От этого или нет, но по окончании работ нам вместо положенной потэйтоус предложили на выбор, либо китайские термосы, либо немецкие детские комбинезоны.
Я посоветовался с мамой.
— А какого цвета комбинезоны, — спросила она?
— Голубого или розового.
— Бери розового. Родится девочка — в самый раз.
Я только заулыбался:
— Когда у меня еще будут дети. Пропадет твой комбинезон, заваляется.
Детей у меня и вправду долго не было. Прошло тридцать лет, прежде чем я женился. Когда родилась девочка, я позвонил маме. Мама приехала и привезла тот самый розовый комбинезон. Теперь у всех детей комбинезоны китайские, а у меня немецкий.
Ералаш
Все смотрят доктора Хауса, Лост, Секретные материалы, Секс в большом городе, а я — Ералаш. Зайду в субботу на Ютуб и так и торчу до вечера. Весь трафик уже высосал.
Победители
Мы приехали на Олимпиаду, чтобы всех победить. Нас было двадцать человек и тренер Виктор Иванович. Тренер нас гонял на тренировках, пока глаза наружу не вылазили, и мы были уверены, что сумеем занять первое место, хотя сильно сомневались. Больно соперники сильные.
Еще с нами прилетели болельщики, человек двести. Ходили с триколором, пили коньяк и пиво, закусывали креветками. Откуда только они брали креветки, непонятно.
Подгруппа нам досталась средняя: Египет, США и Южная Корея. Мы всех выиграли и вышли с первого места на шведов. Шведы в полуфинале устроили нам головомойку, но мы выстояли, а потом прибавили и победили в три мяча.
Перед финалом с немцами не спали, ворочались, но Виктор Иванович налил нам валерьянки по десять капель, и все стало на свои места.
Утром уже на разминке начались глюки. Потянул руку основной вратарь Парабеллум. Сел на лавку, и немцы к перерыву вели с разницей в десять мячей.

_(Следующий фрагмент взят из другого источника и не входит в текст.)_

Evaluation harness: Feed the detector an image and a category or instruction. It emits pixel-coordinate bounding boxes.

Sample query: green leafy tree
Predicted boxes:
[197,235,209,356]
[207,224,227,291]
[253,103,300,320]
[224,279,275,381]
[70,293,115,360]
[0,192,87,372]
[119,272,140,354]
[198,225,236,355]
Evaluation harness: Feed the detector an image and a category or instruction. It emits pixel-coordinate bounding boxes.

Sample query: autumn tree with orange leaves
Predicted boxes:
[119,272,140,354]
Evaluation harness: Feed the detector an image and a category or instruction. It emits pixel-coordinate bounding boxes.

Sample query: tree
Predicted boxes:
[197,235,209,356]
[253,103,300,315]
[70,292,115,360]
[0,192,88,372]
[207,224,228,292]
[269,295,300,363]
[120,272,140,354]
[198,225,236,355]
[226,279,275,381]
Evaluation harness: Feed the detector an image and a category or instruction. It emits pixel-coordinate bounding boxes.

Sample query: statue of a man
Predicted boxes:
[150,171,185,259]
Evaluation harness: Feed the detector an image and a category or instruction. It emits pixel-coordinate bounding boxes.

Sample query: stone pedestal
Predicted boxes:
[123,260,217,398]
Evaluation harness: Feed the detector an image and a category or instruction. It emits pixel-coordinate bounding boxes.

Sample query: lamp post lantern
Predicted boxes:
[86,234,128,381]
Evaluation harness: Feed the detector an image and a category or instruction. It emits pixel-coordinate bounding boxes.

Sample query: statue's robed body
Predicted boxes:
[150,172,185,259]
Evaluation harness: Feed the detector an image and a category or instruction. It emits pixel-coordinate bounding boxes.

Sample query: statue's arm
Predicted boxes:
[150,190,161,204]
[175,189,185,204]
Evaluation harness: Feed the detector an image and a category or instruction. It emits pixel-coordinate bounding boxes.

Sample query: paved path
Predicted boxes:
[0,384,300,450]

Виктор Иванович в раздевалке ничего не сказал, а когда вышли на поле, обернулся к трибунам и закричал болельщикам: «Чего же вы молчите?» И они запели: «Врагу не сдается наш гордый Варяг / Пощады никто не желает».
Потекли из нас слезы и сопли, крылья выросли, энергия такая пришла, что мы закипели, а немцы прогнулись. Забили мы девять мячей подряд, на десятый просто времени не хватило. Немцы стали Олимпийскими чемпионами, но нас в Москве встречали, как победителей.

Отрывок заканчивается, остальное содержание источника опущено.